1. Introduction
According to price forecasts, producers and managers adjust current productions and operations, and governments make proper macro-economic policy to stabilize prices. A great number of studies shows that price forecasts of agricultural products are meaningful [
1,
2]. Nowadays, the price forecasts of agricultural products are mainly based on the point forecasts. However, interval forecasts can deliver more information than point forecasts. Point forecasting is widely used, can provide a single value of the variable in the future and cannot provide any information about the value of uncertainty. Uncertainty information is particularly important for decision makers with different risk preferences. The result of interval forecasts is an interval with a confidence level, which is more convenient for decision makers to formulate risk management strategies. Due to the importance of interval forecasts, in the monthly World Agricultural Supply and Demand Estimates (WASDE) of the United States Department of Agriculture (USDA), price forecasts are published in the form of intervals.

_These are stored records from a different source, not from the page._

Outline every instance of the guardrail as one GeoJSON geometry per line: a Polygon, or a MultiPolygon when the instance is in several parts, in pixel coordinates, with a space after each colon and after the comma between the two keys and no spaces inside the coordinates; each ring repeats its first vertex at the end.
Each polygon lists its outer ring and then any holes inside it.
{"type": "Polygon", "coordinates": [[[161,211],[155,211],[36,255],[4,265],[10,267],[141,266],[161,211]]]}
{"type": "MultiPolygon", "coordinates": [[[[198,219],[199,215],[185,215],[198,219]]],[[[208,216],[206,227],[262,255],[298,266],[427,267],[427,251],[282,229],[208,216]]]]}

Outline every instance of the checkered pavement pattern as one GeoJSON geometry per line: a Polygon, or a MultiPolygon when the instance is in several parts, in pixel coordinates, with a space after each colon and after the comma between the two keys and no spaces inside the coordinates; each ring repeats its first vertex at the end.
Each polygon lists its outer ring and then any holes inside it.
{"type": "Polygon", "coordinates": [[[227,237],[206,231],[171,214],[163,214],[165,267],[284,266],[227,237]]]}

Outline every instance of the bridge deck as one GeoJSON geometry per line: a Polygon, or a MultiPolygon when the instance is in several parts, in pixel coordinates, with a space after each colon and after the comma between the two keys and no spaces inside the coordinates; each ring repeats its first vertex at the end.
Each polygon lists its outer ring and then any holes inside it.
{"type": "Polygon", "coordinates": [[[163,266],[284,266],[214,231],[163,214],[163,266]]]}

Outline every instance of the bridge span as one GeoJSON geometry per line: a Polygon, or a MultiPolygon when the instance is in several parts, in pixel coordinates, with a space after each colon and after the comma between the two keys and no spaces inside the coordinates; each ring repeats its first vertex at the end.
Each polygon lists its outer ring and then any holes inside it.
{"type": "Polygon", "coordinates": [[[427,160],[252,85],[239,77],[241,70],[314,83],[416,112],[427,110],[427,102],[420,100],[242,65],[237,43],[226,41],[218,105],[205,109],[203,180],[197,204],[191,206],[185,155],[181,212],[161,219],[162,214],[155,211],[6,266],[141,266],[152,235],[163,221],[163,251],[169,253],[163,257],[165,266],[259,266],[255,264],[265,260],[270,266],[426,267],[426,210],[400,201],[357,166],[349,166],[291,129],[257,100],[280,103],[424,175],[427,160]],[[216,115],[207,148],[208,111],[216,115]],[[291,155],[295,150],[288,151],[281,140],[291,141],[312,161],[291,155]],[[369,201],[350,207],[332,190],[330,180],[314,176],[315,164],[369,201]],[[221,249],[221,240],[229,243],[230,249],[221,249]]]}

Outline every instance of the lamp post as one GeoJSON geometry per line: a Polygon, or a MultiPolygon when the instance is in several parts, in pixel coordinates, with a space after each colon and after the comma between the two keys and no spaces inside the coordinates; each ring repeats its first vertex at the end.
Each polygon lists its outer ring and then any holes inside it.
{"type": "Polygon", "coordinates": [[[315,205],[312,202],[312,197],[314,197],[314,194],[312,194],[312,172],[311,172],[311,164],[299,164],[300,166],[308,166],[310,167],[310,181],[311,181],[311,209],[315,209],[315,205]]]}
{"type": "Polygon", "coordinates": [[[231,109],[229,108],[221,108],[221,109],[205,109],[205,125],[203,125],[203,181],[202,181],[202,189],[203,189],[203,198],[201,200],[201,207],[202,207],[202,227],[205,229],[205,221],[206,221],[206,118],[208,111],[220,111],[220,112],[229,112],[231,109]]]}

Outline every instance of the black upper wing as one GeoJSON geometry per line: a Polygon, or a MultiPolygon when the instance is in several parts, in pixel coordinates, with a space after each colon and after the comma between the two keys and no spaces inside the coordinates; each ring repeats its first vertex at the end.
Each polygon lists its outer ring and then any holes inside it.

The more stable and simple the price system of agricultural products, the more favorable the price forecast. Entropy is a measure of the complexity of a system. Greater entropy means that the system is more complex, and then, the price forecast is prone to distortion. Su et al. [
3] verified that there is chaos in the price system by calculating the Kolmogorov entropy. Their price system has positive entropy; but the entropy is not big, and the system has weak chaos. How do we predict prices in such a system? When entropy is not big, can we obtain better forecasting results? In this paper, we illustrate that this price system can be forecasted, and we verify that the price interval forecast is feasible in the system with positive Kolmogorov entropy. Our paper illustrates that we can obtain the interval forecasts. In recent years, many scholars have carried out research work on entropy in the economic field. Bekiros et al. [
4] studied the dynamic causality between stock and commodity futures markets in the United States by using complex network theory. We utilize the extended matrix and the time varying network topology to reveal the correlation and the temporal dimension of the entropy relationship. Selvakumar [
5] proposed an enhanced cross-entropy (ECE) method to solve the dynamic economic dispatch (DED) problem with valve-point effects. Fan et al. [
6] used multi-scale entropy analysis; we investigate the complexity of the carbon market and the average return trend of daily price returns. Billio et al. [
7] analyzed the temporal evolution of systemic risk in Europe by using different entropy measures and constructed a new banking crisis early warning indicator. Ma and Si [
8] studied a continuous duopoly game model with a two-stage delay. They investigated the influence of delay parameters on the stability of the system.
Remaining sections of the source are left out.